The $X$ image has some inherent entropy, $H(X)$, and conditional entropy, $H(X|Y)$, if $Y$ is used to predict $X$.

Note that $0 \leq H(X|Y) \leq H(X)$ because knowledge of $Y$ can only provide more information (thus reducing entropy). Knowledge of $Y$ cannot take away information (which would increase entropy).

And $H(X|Y) = H(X)$ when $Y$ provides no information at all about $X$.

So $I(X;Y)$ is in the range $[0,H(X)]$.

$I(X;Y) = 0$ for a terrible registration, while $I(X;Y) = H(X)$ for a perfect registration of identical images.

For an "incoherent" joint histogram, $Y$ will not predict $X$ very well, so we would expect $H(X|Y)$ to be high and $I(X;Y)$ to be close to zero.

As $Y$ better predicts $X$, $H(X|Y)$ diminishes and $I$ increases.

When registering image $Y$ to image $X$ by moving image $Y$ around, $H(X)$ is really a constant, since the image corresponding to $X$ does not change. If your algorithm's goal is to maximize the mutual information, the algorithm can simply minimize $H(X|Y)$.

Here are three registrations of the T1 and T2 images from the previous lecture. The leftmost shows exactly overlapping images with mutual imformation (MI) of 1.5998. The centre shows MI of 1.3465 when the T2 image is shifted 10 pixels up and right. The rightmost shows MI of 1.3247 when the T2 image is further rotated by 13 degrees.

(You can right-click and "view image" to see each of these in detail.)

The example above shows how MI decreases as the images become "de-registered".

It can be shown that

$\begin{array}{rl} I(X;Y) & = \sum_{i,j} P_{xy}(i,j) \; \log { P_{xy}(i,j) \over P_x(i) \; P_y(j) } \end{array}$

where $P_{xy}$ is the joint probability distribution, and $P_x$ and $P_y$ are the (so called "marginal") probability distributions of the individual images. The $i$ and $j$ iterate over the range of pixel intensities in each image.

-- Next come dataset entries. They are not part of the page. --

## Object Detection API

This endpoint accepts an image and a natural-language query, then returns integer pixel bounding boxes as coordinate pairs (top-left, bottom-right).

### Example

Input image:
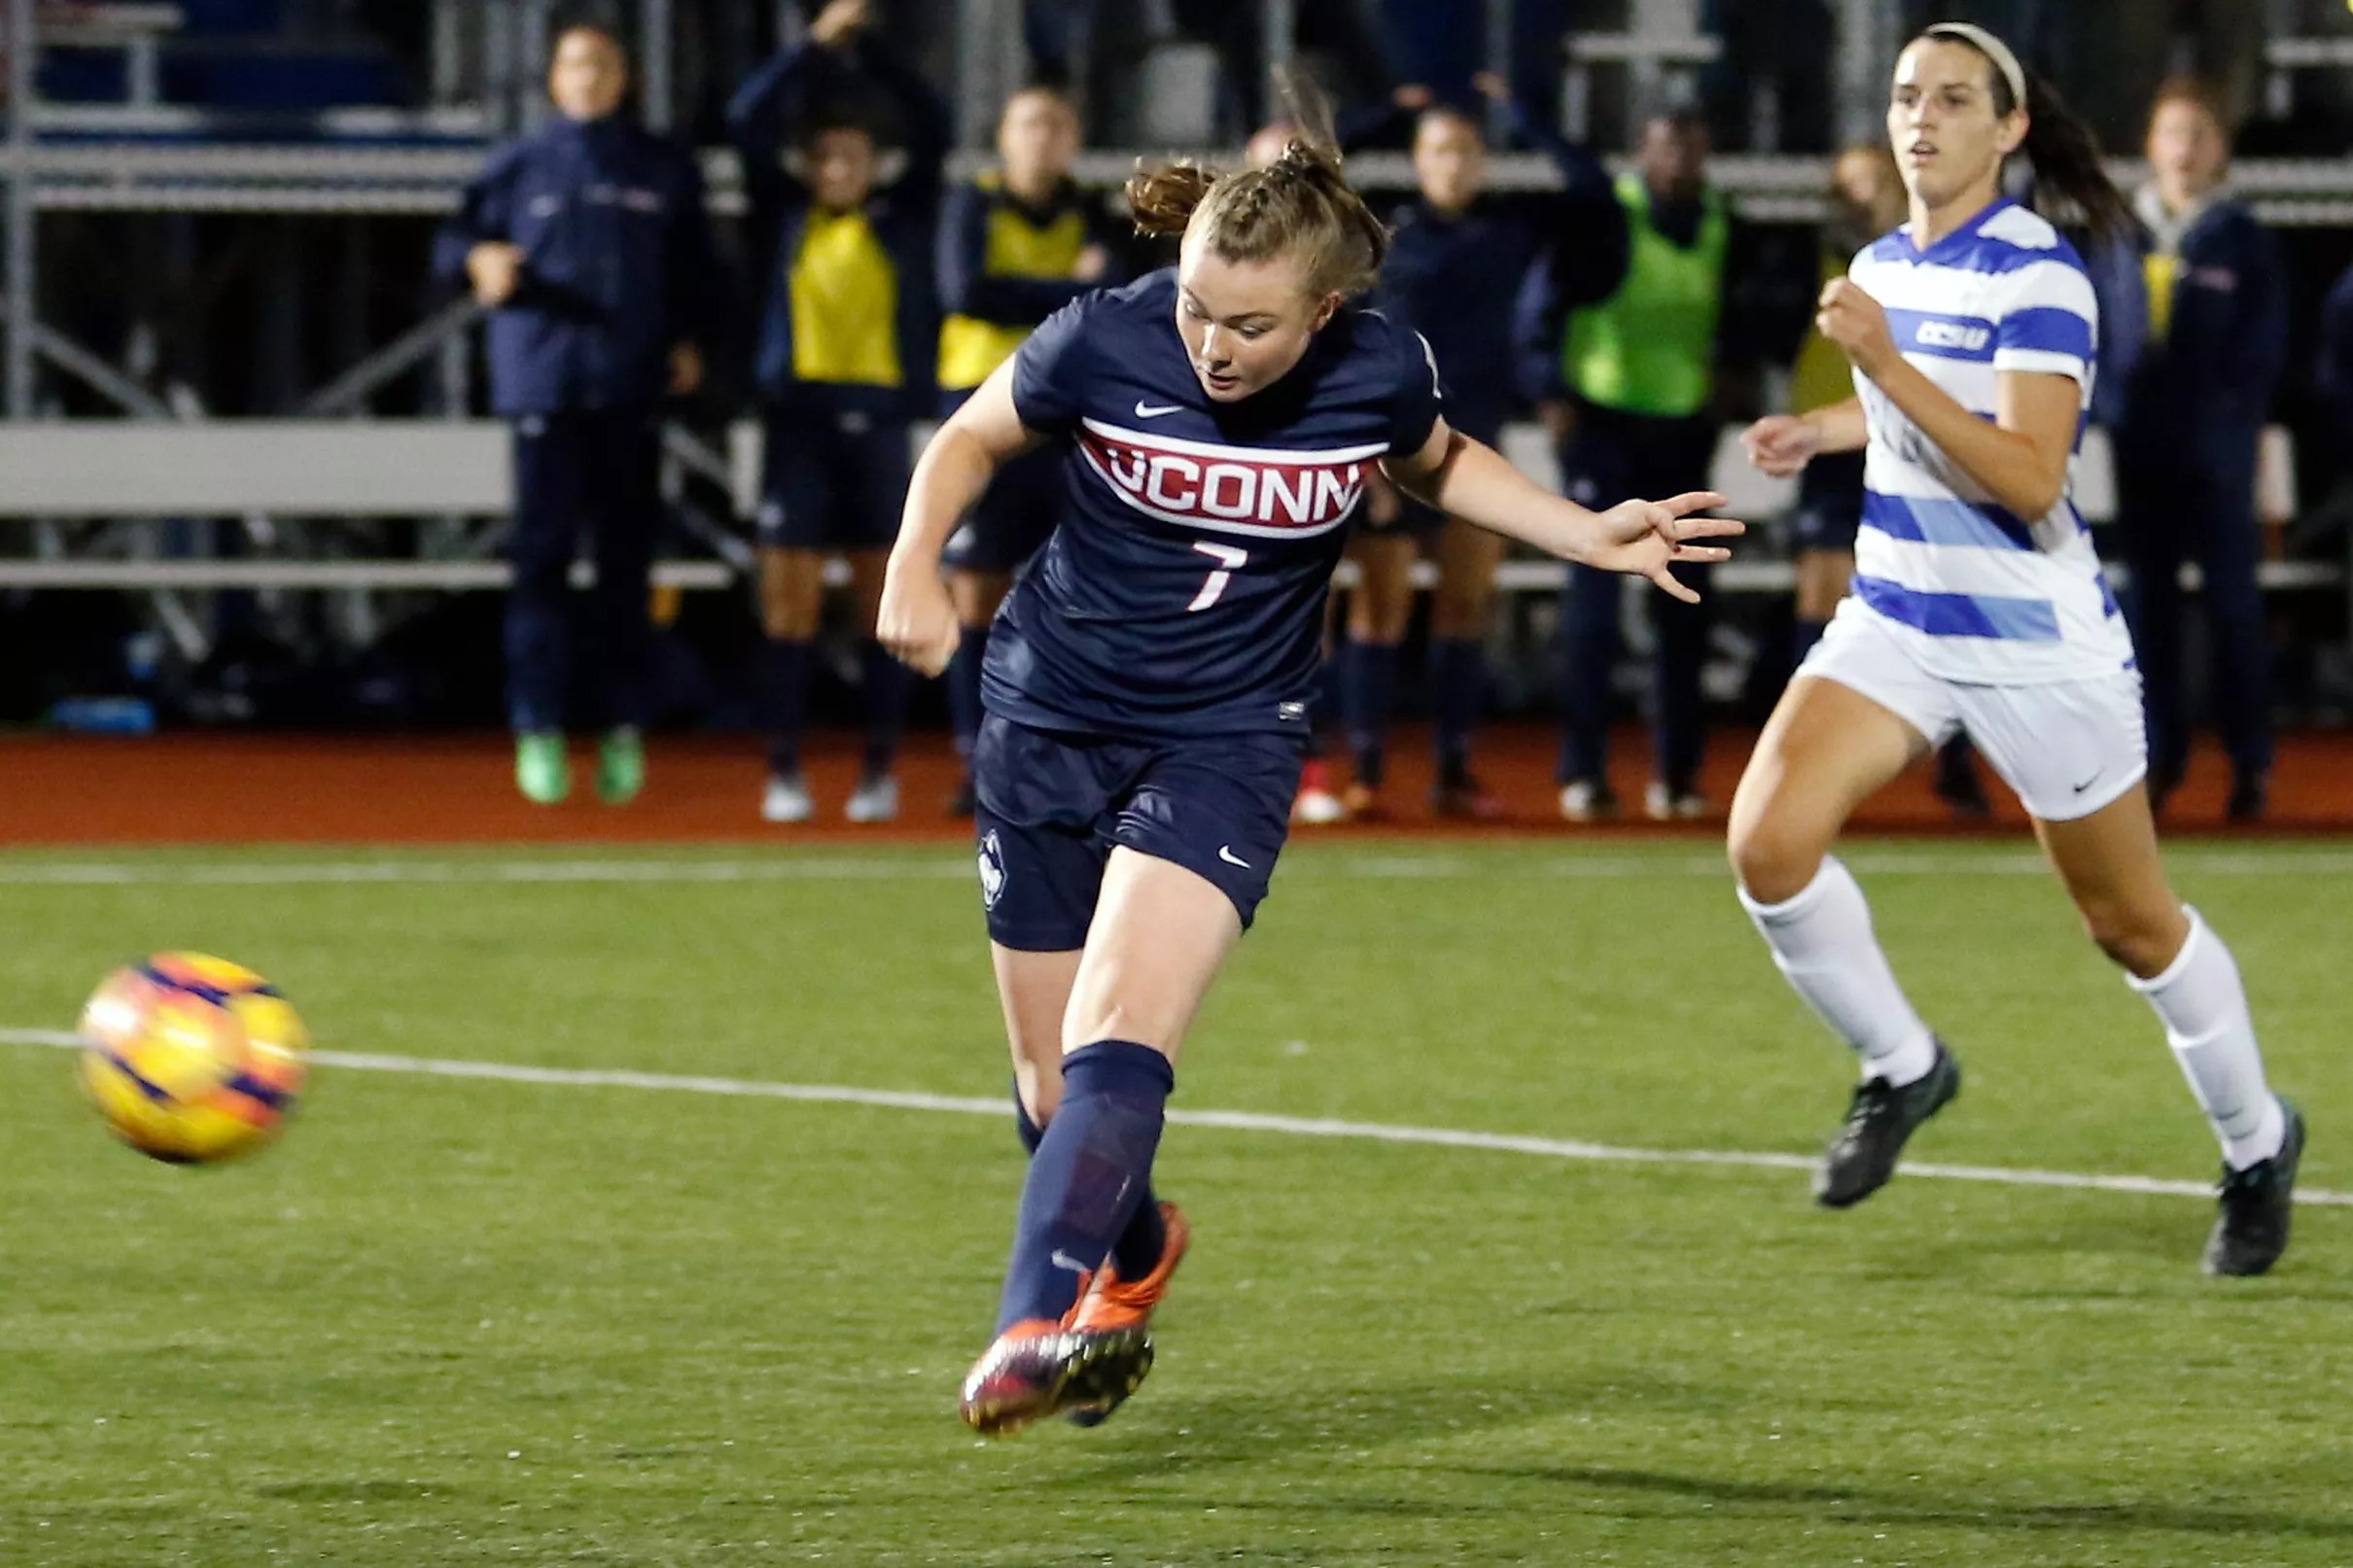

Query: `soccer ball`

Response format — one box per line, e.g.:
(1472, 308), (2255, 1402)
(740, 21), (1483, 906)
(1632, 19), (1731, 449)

(77, 953), (311, 1165)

This has a fairly intuitive explanation:

• The outer sum computes the probability-weighted average of the log term, taken over the whole of the joint probability distribution (i.e. all possible pairs of pixel intensities).
• The numerator, $P_{xy}(i,j)$, of the $\log$ term is the probability that a pixel with intensity $i$ in one image will overlap with a pixel of intensity $j$ in the other image.
• The denominator, $P_x(i) \times P_y(j)$, of the $\log$ term is the probability that intensities $i$ and $j$ will overlap if the images were completely independent. That's because $P_x(i) \times P_y(j)$ is the probabilty that $i$ and $j$ are chosen independently.
• So the argument of the $\log$ is the probability of $i$ and $j$ overlapping with a particular registration of the images, divided by the probability that they overlap if they are completely independent. It's how much more likely $i$ and $j$ are to overlap in these overlapping images than in two completely independent images.
• If the argument of the $\log$ term is 1, that means that $i$ and $j$ are equally likely to overlap in the registered images as in two independent images, so $j$ does not help to predict $i$ and $\log 1 = 0$.
• However, if the argument of the $\log$ term is greater than 1, then $\log$ of that is greater than zero and the "mutual information" is increased.

The formula above is probabily the easiest way to compute mutual information from a joint histogram.

MI is good for inter-modal registration because it considers how well each pixel intensity in one image predicts each pixel intensity in another image.

Unlike other similarity measures we've seen, this doesn't require that images be of the same modality. That's because there is no requirement for a monotonic relation between the pixel intensities, in that low intensities in $I_1$ don't have to correspond to low intensities in $I_2$, and high intensities in $I_1$ don't have to correspond to high intensities in $I_2$.

Mutual information tends to have a small "capture radius" in that the MI value doesn't start decreasing to the global minimum until the images are already very closely registered.

The name "mutual information" is used because it is a measure of how much information is shared between the two images or, equivalently, how well each image can predict the other.

A variant, Normalized Mutual Information (NMI), is better in that it is less sensitve to changes in the overlapping area.